KEY POINTS:
We;ve all heard about lies, damned lies and statistics, but numbers are neutral. It all depends on how we use them and how we interpret them. Take the following:
4.8 trillion: The combined value, in New Zealand dollars, of the US Government's various bailout packages.
382: The number of points Wall St fell after US Treasury Secretary Timothy Geithner unveiled a $3.6 trillion plan to prop up banks and resuscitate the credit markets. Apparently, the prime beneficiaries of this largesse - and prime suspects in the crisis that prompted it - regard it as too little, too late.

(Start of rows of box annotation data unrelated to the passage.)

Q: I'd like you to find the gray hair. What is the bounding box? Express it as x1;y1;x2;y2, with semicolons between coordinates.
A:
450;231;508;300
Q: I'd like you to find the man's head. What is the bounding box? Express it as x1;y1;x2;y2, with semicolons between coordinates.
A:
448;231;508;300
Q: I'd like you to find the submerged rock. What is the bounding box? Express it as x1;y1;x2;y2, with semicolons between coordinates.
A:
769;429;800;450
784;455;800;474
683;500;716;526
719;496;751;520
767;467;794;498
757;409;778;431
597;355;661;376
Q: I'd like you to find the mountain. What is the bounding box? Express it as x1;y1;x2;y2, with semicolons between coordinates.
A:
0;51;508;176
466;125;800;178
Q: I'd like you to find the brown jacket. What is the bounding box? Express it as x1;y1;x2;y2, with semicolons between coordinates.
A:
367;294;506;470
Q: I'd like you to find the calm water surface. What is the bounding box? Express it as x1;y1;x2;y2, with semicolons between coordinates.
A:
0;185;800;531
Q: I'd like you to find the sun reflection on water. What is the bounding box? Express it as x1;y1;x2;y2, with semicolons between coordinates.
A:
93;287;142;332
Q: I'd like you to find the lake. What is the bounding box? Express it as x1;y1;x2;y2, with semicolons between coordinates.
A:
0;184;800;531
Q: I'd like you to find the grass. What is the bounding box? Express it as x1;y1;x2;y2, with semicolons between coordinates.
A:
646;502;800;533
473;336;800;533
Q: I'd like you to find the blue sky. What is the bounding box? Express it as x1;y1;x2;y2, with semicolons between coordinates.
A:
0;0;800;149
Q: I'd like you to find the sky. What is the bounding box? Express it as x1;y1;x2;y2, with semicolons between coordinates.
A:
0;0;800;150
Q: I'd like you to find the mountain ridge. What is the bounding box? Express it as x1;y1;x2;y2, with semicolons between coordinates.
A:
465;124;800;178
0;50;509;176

567: The number of shops operated by Circuit City, the US' second largest electronics retailer. The 60-year-old company has gone bankrupt, putting 40,000 people out of work.

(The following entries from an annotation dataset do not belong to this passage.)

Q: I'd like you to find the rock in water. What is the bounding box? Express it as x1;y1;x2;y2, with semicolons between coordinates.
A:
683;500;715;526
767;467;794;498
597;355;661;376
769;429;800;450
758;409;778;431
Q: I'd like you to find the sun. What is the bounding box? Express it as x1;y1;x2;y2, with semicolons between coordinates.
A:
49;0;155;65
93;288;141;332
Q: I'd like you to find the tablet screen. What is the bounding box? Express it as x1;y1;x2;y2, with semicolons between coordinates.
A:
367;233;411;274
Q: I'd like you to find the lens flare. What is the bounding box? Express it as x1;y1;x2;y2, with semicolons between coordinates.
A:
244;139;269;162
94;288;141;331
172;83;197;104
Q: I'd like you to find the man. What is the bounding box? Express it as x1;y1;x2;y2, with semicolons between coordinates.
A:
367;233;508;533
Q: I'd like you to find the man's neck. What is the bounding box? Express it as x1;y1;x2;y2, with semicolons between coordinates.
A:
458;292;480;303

19.2 million: The amount of money investment guru Bernie Madoff's wife withdrew from a brokerage he part-owned a few hours before he confessed that his legendary hedge fund was a monumental scam.
109: The fall, in US dollars, in the price of oil since it peaked at $147 last July.
7 million: The number of Zimbabweans who survive on international food aid. Last year Zimbabwe's population was estimated at 11.3 million but there's been a lot of Aids, malnutrition, cholera, political murder and emigration since then.
4000: The number of portions of caviar needed for Robert Mugabe's 85th birthday party, according to a Zanu-PF party letter soliciting donations from what remains of the corporate sector.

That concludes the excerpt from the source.